Finally, the definition deliberately omits resource constraints on the grounds that judgments of what constitutes excellent, acceptable, or unacceptable quality should be independent of constraints on resources. This does not, however, imply that decisionmakers can or should ignore resources in making decisions about what level of quality is desired and affordable.
In recent years, traditional quality assessment and assurance concepts and strategies in health care have been powerfully reshaped by proponents of continuous quality improvement or total quality management models. These models stress internal responsibility for quality rather than external regulation. As noted in Chapter 6, they also posit planning, control, assessment, and improvement activities grounded in statistical and scientific precepts and driven by data.

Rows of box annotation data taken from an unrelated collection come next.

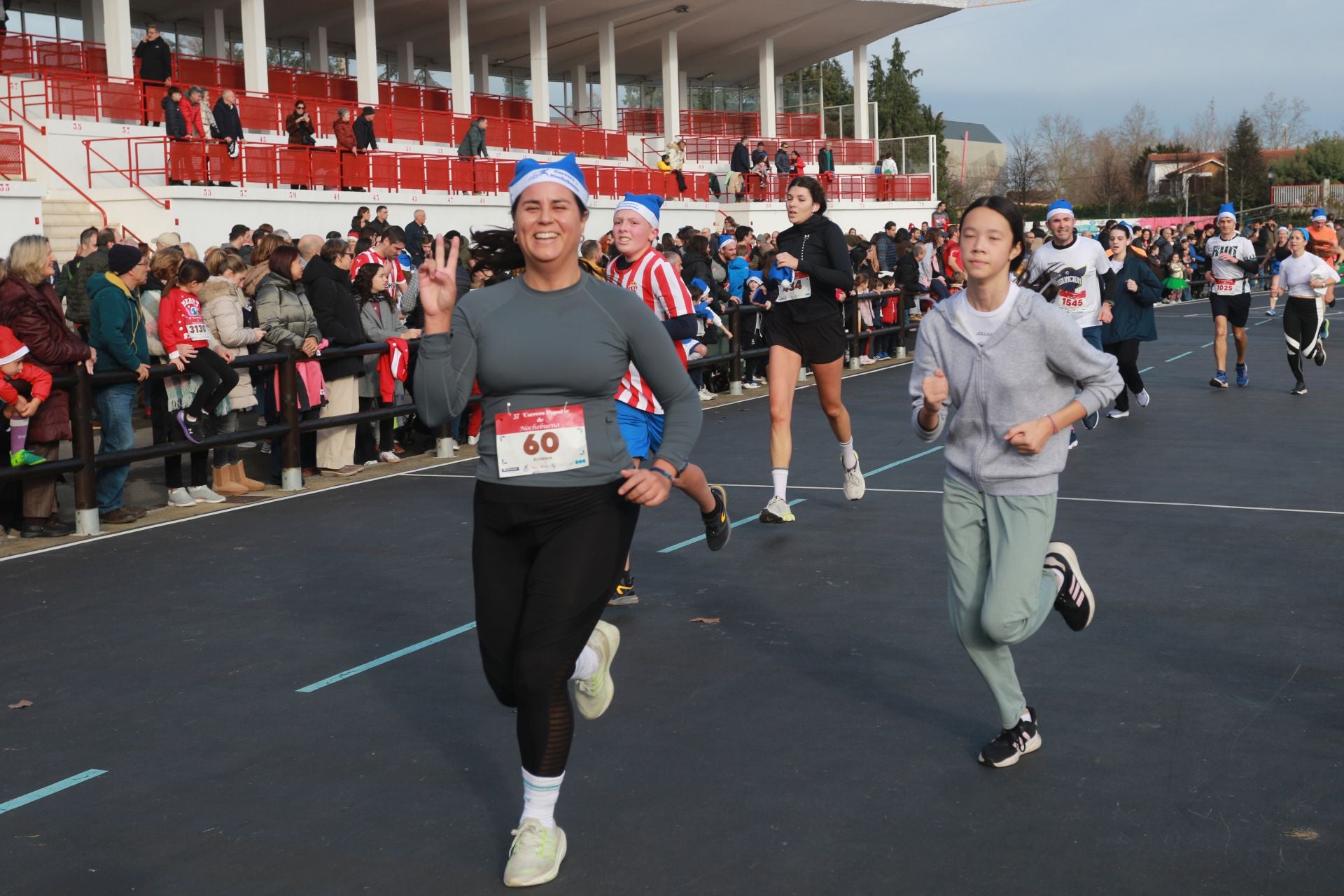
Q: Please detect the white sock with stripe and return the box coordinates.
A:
[517,769,564,827]
[570,645,599,681]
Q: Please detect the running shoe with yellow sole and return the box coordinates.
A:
[574,621,621,719]
[761,497,793,523]
[504,818,566,887]
[700,485,732,551]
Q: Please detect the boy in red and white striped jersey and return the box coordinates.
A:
[606,193,732,606]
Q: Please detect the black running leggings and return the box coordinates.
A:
[1106,339,1144,411]
[1284,295,1325,383]
[183,348,238,419]
[472,479,640,778]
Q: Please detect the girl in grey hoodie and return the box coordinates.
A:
[910,196,1121,767]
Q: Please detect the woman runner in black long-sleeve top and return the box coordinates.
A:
[761,177,864,523]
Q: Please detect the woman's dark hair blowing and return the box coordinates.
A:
[789,174,827,215]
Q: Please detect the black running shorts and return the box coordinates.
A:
[764,309,846,365]
[1208,293,1252,328]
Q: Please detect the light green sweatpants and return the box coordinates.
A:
[942,478,1059,728]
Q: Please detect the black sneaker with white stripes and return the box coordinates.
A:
[980,706,1040,769]
[1044,541,1097,631]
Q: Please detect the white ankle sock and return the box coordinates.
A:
[570,646,599,681]
[840,438,859,470]
[517,769,564,827]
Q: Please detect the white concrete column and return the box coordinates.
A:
[241,0,270,92]
[102,0,136,78]
[447,0,472,115]
[396,41,415,83]
[527,7,551,124]
[760,38,778,137]
[663,31,681,142]
[308,25,332,73]
[202,8,228,59]
[596,22,621,130]
[836,43,871,140]
[570,66,587,116]
[78,0,104,43]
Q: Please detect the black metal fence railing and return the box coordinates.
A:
[0,341,462,535]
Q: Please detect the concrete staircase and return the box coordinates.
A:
[42,197,121,263]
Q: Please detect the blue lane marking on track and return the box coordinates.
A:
[659,498,808,554]
[0,769,108,816]
[297,622,476,693]
[863,444,944,479]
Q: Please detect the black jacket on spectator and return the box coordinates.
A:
[304,255,370,380]
[159,95,187,140]
[215,98,244,140]
[355,115,378,150]
[729,142,751,174]
[136,36,172,83]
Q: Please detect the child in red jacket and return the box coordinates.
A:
[0,326,51,466]
[159,258,238,444]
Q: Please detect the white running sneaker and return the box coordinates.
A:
[760,497,793,523]
[187,485,225,504]
[504,818,566,887]
[844,451,868,501]
[574,621,621,719]
[168,489,196,506]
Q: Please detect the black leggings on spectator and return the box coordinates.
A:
[355,395,395,463]
[1105,339,1144,411]
[183,348,238,419]
[472,479,640,778]
[145,379,210,489]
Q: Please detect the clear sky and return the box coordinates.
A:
[841,0,1344,142]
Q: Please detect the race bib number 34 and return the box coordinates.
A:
[495,407,587,479]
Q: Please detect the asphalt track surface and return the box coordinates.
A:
[0,301,1344,896]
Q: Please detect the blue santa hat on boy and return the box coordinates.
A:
[1046,199,1074,224]
[615,193,663,228]
[508,153,589,208]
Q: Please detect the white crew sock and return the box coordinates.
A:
[517,769,564,827]
[570,645,601,681]
[840,438,859,470]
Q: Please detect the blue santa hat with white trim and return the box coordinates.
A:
[1046,199,1074,223]
[508,153,589,208]
[615,193,663,227]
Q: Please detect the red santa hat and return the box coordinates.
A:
[0,326,28,364]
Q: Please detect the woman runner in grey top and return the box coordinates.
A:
[415,155,700,887]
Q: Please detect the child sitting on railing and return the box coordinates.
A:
[159,258,238,444]
[0,326,51,466]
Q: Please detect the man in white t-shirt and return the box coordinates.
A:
[1204,203,1259,388]
[1027,199,1113,447]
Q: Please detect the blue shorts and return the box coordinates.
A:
[615,402,663,461]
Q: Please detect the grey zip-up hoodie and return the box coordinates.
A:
[910,288,1124,496]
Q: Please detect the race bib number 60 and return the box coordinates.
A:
[495,406,587,479]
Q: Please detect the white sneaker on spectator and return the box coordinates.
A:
[187,485,225,504]
[168,489,196,506]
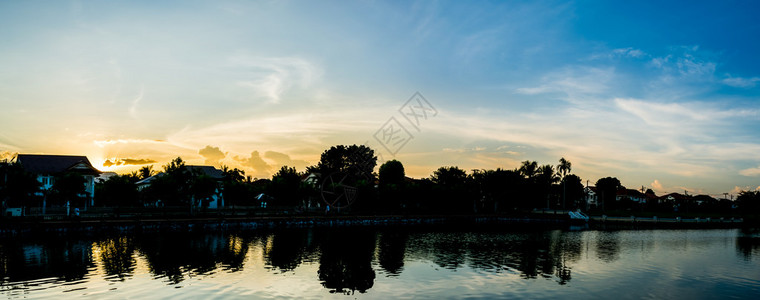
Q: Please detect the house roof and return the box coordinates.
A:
[617,189,644,198]
[16,154,102,175]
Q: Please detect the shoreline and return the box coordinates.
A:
[0,214,751,236]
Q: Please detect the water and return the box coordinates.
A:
[0,227,760,299]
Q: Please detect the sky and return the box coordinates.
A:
[0,1,760,195]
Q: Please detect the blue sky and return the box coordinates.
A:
[0,1,760,194]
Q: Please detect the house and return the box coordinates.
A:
[16,154,102,206]
[135,166,224,209]
[583,186,599,210]
[615,189,647,204]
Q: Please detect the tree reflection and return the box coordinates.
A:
[377,232,409,275]
[94,236,135,280]
[596,231,620,263]
[0,238,93,282]
[264,230,313,272]
[319,230,375,294]
[736,232,760,261]
[136,233,247,283]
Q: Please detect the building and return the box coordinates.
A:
[583,186,599,210]
[16,154,102,206]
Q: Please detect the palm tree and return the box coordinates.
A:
[557,157,573,178]
[557,157,573,209]
[518,160,538,178]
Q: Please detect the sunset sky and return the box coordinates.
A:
[0,1,760,195]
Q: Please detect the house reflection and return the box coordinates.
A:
[0,237,94,282]
[0,227,628,294]
[318,229,375,294]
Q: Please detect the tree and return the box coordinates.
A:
[557,157,573,177]
[535,165,559,208]
[562,174,585,208]
[0,161,40,207]
[137,165,156,180]
[307,145,377,177]
[270,166,302,205]
[378,159,406,186]
[430,167,472,212]
[377,159,407,210]
[142,157,193,206]
[736,191,760,214]
[53,172,86,205]
[596,177,621,210]
[557,157,572,209]
[95,174,139,207]
[518,160,538,178]
[222,166,256,206]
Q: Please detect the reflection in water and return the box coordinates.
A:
[264,230,314,272]
[319,229,375,294]
[377,231,409,276]
[0,228,760,298]
[736,229,760,261]
[0,237,94,282]
[596,231,620,263]
[94,236,135,280]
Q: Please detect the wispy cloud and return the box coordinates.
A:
[739,166,760,177]
[723,76,760,88]
[129,86,145,119]
[198,145,227,166]
[103,158,157,168]
[230,55,322,103]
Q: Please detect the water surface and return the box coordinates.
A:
[0,225,760,299]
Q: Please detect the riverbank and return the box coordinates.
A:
[0,212,747,236]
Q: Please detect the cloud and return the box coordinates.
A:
[515,67,615,103]
[103,158,156,168]
[230,56,322,103]
[92,139,166,148]
[739,166,760,177]
[723,76,760,88]
[198,145,227,166]
[264,151,309,169]
[612,47,646,58]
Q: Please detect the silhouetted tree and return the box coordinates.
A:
[378,160,406,210]
[270,166,302,205]
[52,172,89,206]
[95,174,140,207]
[736,191,760,214]
[562,174,585,208]
[596,177,621,210]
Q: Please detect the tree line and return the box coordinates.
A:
[0,145,760,214]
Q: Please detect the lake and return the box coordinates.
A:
[0,224,760,299]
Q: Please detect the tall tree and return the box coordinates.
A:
[518,160,538,178]
[376,159,407,211]
[0,161,40,207]
[557,157,573,209]
[430,167,474,212]
[95,174,139,207]
[596,177,621,210]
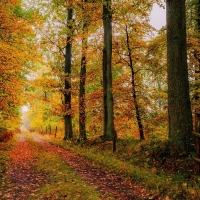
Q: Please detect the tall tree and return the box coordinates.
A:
[126,25,145,140]
[64,4,73,140]
[103,0,116,143]
[79,0,88,140]
[166,0,192,152]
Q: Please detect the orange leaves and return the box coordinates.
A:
[0,0,40,129]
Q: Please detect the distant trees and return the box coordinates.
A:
[0,0,40,132]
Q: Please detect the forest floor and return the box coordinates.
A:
[0,132,155,200]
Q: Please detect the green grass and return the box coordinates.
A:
[33,143,102,200]
[48,135,200,199]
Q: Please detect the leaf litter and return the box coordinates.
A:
[0,133,155,200]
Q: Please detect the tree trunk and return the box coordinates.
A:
[126,26,145,140]
[64,8,73,140]
[79,0,88,140]
[102,49,108,138]
[103,0,116,144]
[167,0,192,153]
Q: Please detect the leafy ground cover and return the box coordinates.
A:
[49,134,200,199]
[0,132,154,200]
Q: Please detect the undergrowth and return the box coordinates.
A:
[31,141,104,200]
[51,135,200,200]
[0,134,16,184]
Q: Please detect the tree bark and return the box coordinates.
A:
[167,0,192,153]
[79,0,88,140]
[126,26,145,140]
[103,0,116,143]
[64,8,73,140]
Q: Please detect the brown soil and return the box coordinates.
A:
[0,134,156,200]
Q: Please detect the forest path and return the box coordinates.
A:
[0,133,153,200]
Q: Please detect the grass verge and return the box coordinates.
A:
[51,135,200,200]
[30,141,102,200]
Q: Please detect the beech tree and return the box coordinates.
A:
[166,0,192,152]
[79,0,88,140]
[64,4,73,140]
[103,0,116,143]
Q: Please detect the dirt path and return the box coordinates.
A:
[0,134,153,200]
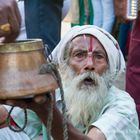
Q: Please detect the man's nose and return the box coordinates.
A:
[85,55,95,71]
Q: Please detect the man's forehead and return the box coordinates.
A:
[71,34,105,51]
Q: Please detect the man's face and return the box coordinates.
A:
[60,35,108,131]
[69,35,107,75]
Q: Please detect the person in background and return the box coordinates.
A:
[126,7,140,127]
[1,25,140,140]
[92,0,115,33]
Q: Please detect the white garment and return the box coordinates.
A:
[5,86,140,140]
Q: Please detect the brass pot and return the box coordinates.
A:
[0,39,57,100]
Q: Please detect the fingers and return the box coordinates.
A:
[34,95,47,104]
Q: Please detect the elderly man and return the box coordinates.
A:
[0,25,140,140]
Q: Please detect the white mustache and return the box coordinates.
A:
[77,71,100,86]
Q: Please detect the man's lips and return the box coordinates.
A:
[83,77,95,85]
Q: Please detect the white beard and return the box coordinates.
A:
[59,67,108,131]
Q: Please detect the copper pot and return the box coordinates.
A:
[0,39,57,99]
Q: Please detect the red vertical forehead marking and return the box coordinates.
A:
[88,36,93,52]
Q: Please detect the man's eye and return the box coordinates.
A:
[93,54,104,59]
[74,52,85,58]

Conventionally, three broad types of quality problems have been differentiated. They are overuse of care (e.g., unnecessary telemedicine consultations); underuse of care (e.g., failure to refer a patient for a necessary consultation); and poor technical or interpersonal performance (e.g., incorrect interpretation of pathology specimen or inattention to patient concerns). In principle, no one of these three problems is more important than any other. Depending, however, on the setting, the clinical condition, the predominant financing mechanism, and other circumstances, one area may warrant more attention than another in a particular telemedicine evaluation. For instance, as discussed in Chapter 4, policymakers have been concerned that payment for telemedicine in a fee-for-service context might lead to excessive consultations that might, in turn, lead to overuse of diagnostic or therapeutic services for which the benefit would not be worth the risk. In capitated environments, the worry has been that financial incentives might lead to underuse of appropriate face-to-face consultations or other services and to poorer performance in the interpersonal aspects of patient care, including good communication between clinician and patient.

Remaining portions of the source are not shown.